Beberapa hari yang lalu bersamaan dikenalkannya AKB juga muncul istilah pengganti PDP, ODP, dan OTG dan dikenalkannya istilah baru seperti kasus Probable. Penggantian tersebut menjadi kasus suspek, kasus konfirmasi, dan kontak erat. Pada kasus konfirmasi sama dengan positif Covid-19, yakni dibuktikan dengan hasil positif dari tes yang telah dilakukan. Covid-19 yang memiliki gejala mirip dengan ISPA, menyebabkan orang yang memiliki gejala ISPA, sesak napas berat, dan meninggal dengan gejala Covid-19 yang mana hasil tes PCR belum keluar dikategorikan sebagai kasus probable . Selintas kasus probable jika mengacu pada istilah sebelumnya, maka lebih dekat ke kategori PDP, namun tentu tidak sama persis, karena ada kondisi khusus yang digolongkan dalam kategori ini. Untuk kasus suspek, dapat dibilang secara singkat sebagai peleburan istilah PDP dan ODP yakni, mereka yang memiliki gejala ISPA atau Covid-19 yang mana melakukan perjalanan ke luar kota yang utamanya memiliki kasus cukup tinggi selama 2 minggu terakhir, dan/atau menjalin kontak dengan kasus konfirmasi atau probable. M ereka yang memiliki ISPA berat/ pneeumonia berat yang membutuhkan perawatan di rumah sakit juga tergolong dalam kasus probable. Bila belum bisa move on dari istilah lama, istilah kontak erat bisa dibilang seperti OTG, mereka menjalin kontak dengan kasus probable atau yang sudah terkonfirmasi kasusnya (Corona).
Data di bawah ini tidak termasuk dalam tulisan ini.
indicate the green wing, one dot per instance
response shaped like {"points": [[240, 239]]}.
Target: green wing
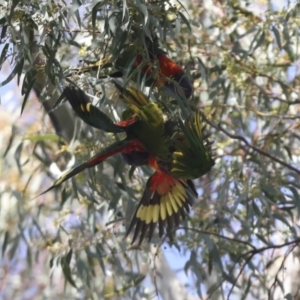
{"points": [[150, 129], [192, 157]]}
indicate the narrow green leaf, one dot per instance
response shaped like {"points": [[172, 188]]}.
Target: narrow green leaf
{"points": [[3, 54], [5, 242], [13, 73], [46, 137]]}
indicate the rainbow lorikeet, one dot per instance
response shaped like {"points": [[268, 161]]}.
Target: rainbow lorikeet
{"points": [[169, 191], [160, 70]]}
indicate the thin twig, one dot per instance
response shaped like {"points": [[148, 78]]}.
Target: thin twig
{"points": [[238, 137]]}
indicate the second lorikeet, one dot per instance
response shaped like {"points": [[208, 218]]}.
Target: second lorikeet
{"points": [[169, 192], [160, 70]]}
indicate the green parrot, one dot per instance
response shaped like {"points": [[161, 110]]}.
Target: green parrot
{"points": [[177, 151]]}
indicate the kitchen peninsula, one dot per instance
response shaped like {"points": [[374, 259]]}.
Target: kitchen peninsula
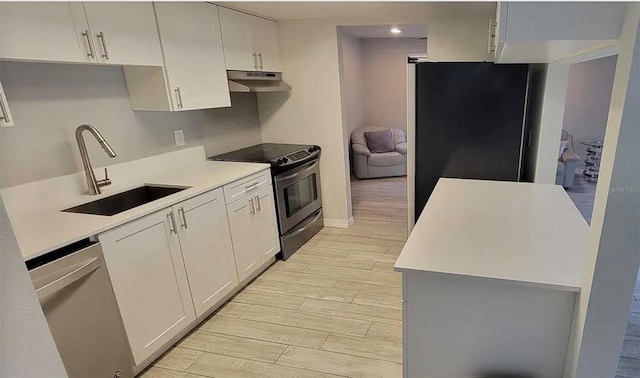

Istilah-istilah di atas tentu memerlukan penyesuaian bagi komunikan dalam menjalankan adaptasi kebiasaan baru. Terdengar sedikit ribet, namun tidak mengapa, ada kejelasan siapa yang disematkan dengan jenis-jenis kasus di atas. Agar publik juga tidak risau dan mengatakan dikit-dikit dibilang Corona.

Adanya beberapa istilah baru tersebut juga bukan merupakan sesuatu yang final, karena selama pandemi masih ada dan berkembang, maka dinamika manusia yang sedang berkontak erat dengan pandemi ini akan menyesuaikan alur yang akan kita ciptakan sendiri. Sekedar saran: Bila tidak mau diribetkan dengan kemungkinan banyaknya istilah baru mendatang. Maka mari bergotong royong untuk sehat bersama melawan Corona!